1) shift weight of the robot to one leg

2) lift up the other leg without the robot tipping over

3) place the leg up in the air one step in front of the robot

4) repeat the whole thing again

Once you get a rough idea of how you want to make these happen (depending on how u arrange your servos) just estimate and take down the individual servo angles required to make it possible. It will probably take some fine tuning before you get the balance and coordination required. If im not wrong, in the arduino code its just a bunch of servowrite functions in the loop()

hope this helps


Ok thanks!

What type of servo controller did you use?

no servo controller.. just connect the servos to a common supply/ground, then their signal wires directly to the pwm pins of the arduino board..
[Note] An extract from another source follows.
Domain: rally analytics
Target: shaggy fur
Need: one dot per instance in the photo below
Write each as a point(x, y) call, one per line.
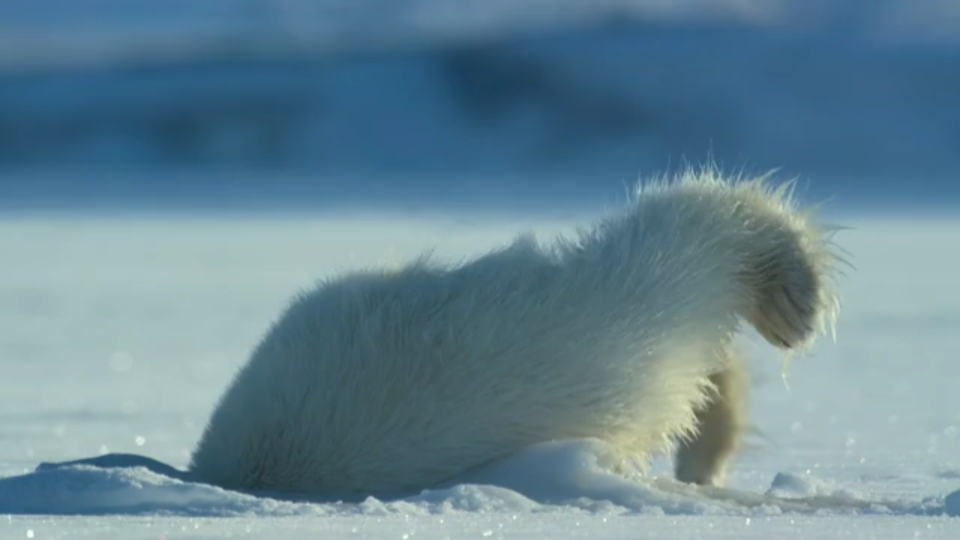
point(384, 382)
now that you mentioned.. what advantages do servo controllers provide? i always wanted know..


I can tell you. The servo controller is nothing more than a board with a lot of pins, sometimes with an additional power supply for the servos only. On that pins you can plug the servo cable very easy since on an original Arduino board you do not have that many connectors for the power supply. You can check my own "servo controller" which does not "control" anything but provide the 3-pin connetion for the servos equipped with an heavy duty power line ;-)


OddBots Spider controller witht the high power servo shield puts the bar higher. There is also a connector for high power supply since it's capable to drive a whole bunch more servos.



Most likely im going to need a servo controller with the amount of servos I will be using. I want do replicate this popsicle sticks and all, but add an upper body with arms as well as a ping sensor for the head and program it to walk around and and avoid things.. Seems like a fun project. The servo controller OddBot used on chopsticks looks pretty extreme.

sounds interesting!! remember to let us know when its done!

I am wondering why you appear to have the ankles tilting the wrong way? If you tilt them in the opposite direction then with some experimentation you should be able to get the robot to balance on one foot. This will allow the other leg to move more freely and make the walking gait more efficient.